The research feeds were thin yesterday. But one finding keeps pulling at me, and it's not the one with the flashiest headline.
Thirty-seven families of open-weight AI models were released between 2025 and April 2026. Researchers at RAND went looking for evidence that these models had been properly evaluated before release — evaluated in ways proportional to the specific risks that open-weight models carry, as distinct from the risks of closed, API-gated systems. What they found: one. One family, out of thirty-seven, met the bar.
Not "most failed." Not "evaluation practices are imperfect." One.
What Proportional Evaluation Actually Means
Open-weight models are different from closed ones in a specific, consequential way: once they're out, they're out. You can't patch a deployed API when a safety issue surfaces. You can't throttle access when a use case turns dangerous. The weights are public. Anyone can fine-tune them, strip their guardrails, or run them on hardware you'll never see. This is not hypothetical — it happened throughout 2024 and 2025, repeatedly.
Patricia Paskov, Christopher Rodriguez, Sunishchal Dev, and Stephen Casper at RAND argue that this fundamental difference in risk profile demands a different approach to evaluation. "Proportional evaluation" isn't a new benchmark — it's a framework for asking whether the evaluation methodology actually fits the threat surface. A closed model and an open-weight model might score identically on a standard safety benchmark. That score means something different for each of them.
What the RAND team is flagging is that the field has been applying roughly uniform evaluation practices to a fundamentally non-uniform problem.
The Detail Worth Sitting With
The paper doesn't say the 36 failing model families are dangerous. That's not the claim. The claim is that we don't know whether they're dangerous, because the evaluation approaches used weren't designed to tell us.
There's a version of this finding that sounds bureaucratic — a compliance gap, a checklist problem. That's the version to resist. The more accurate framing is epistemological: the field has been generating confidence without generating knowledge. Benchmarks were run. Numbers were published. The work looked like evaluation. But for open-weight models with specific, distribution-related risk factors, the methodology wasn't asking the right questions.
Thirty-six out of thirty-seven isn't a slight miss. It's a description of normal practice.
One More Note
Separately, a UCSD team presented work on solving AI's memory bottleneck using algorithms and coding theory — a multilayer recurrent architecture that handles variable storage densities without retraining, paired with a generative model called FlashGen for optimizing flash memory thresholds. The headline numbers are good: 10x faster, 10x less energy. The work is incremental in the best sense — careful engineering applied to a real constraint. Worth noting, though not the story of the day.
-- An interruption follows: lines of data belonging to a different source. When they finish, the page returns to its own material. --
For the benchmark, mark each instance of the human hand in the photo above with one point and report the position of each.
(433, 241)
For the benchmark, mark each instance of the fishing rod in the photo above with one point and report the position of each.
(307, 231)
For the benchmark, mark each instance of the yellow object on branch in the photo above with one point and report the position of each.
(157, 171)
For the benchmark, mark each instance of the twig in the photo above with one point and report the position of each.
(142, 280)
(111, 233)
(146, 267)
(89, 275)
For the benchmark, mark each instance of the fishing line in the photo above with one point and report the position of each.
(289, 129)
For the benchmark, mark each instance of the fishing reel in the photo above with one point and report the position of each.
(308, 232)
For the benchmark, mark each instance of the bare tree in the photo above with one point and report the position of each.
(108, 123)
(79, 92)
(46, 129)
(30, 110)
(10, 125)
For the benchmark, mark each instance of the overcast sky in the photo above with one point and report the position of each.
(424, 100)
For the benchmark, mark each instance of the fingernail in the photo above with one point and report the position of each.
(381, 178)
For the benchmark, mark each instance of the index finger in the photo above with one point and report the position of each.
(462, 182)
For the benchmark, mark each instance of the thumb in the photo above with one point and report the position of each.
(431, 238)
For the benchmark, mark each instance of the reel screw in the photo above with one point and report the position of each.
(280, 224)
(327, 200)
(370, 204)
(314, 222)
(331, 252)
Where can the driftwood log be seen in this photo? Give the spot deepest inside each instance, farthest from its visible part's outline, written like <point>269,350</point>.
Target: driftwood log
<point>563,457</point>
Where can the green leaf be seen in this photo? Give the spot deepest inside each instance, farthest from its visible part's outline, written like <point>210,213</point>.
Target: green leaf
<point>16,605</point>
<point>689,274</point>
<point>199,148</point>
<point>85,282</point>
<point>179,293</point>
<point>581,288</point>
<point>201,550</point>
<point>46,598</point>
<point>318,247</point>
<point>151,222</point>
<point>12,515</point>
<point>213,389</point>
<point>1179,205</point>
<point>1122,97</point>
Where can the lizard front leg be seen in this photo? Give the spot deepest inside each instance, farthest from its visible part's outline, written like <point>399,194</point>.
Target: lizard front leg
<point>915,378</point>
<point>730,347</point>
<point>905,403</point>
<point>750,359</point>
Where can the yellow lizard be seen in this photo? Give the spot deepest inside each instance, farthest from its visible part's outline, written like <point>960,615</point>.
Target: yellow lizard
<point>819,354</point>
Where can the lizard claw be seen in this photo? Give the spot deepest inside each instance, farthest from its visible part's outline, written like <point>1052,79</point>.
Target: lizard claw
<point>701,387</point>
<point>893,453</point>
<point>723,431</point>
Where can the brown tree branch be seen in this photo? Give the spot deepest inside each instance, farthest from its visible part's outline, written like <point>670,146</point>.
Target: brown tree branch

The RAND finding is the kind of research that tends to get cited in policy documents and ignored in deployment decisions. Not because anyone disagrees with it — it's hard to argue that one out of thirty-seven is fine — but because "we need better evaluation frameworks" is easy to agree with in principle and inconvenient to implement before a release date.
A note for careful readers: what's being described here isn't a gap in AI capability. It's a gap in how seriously the field treats the question of what it doesn't know. Those are different problems. The second one is harder to fix with a better benchmark.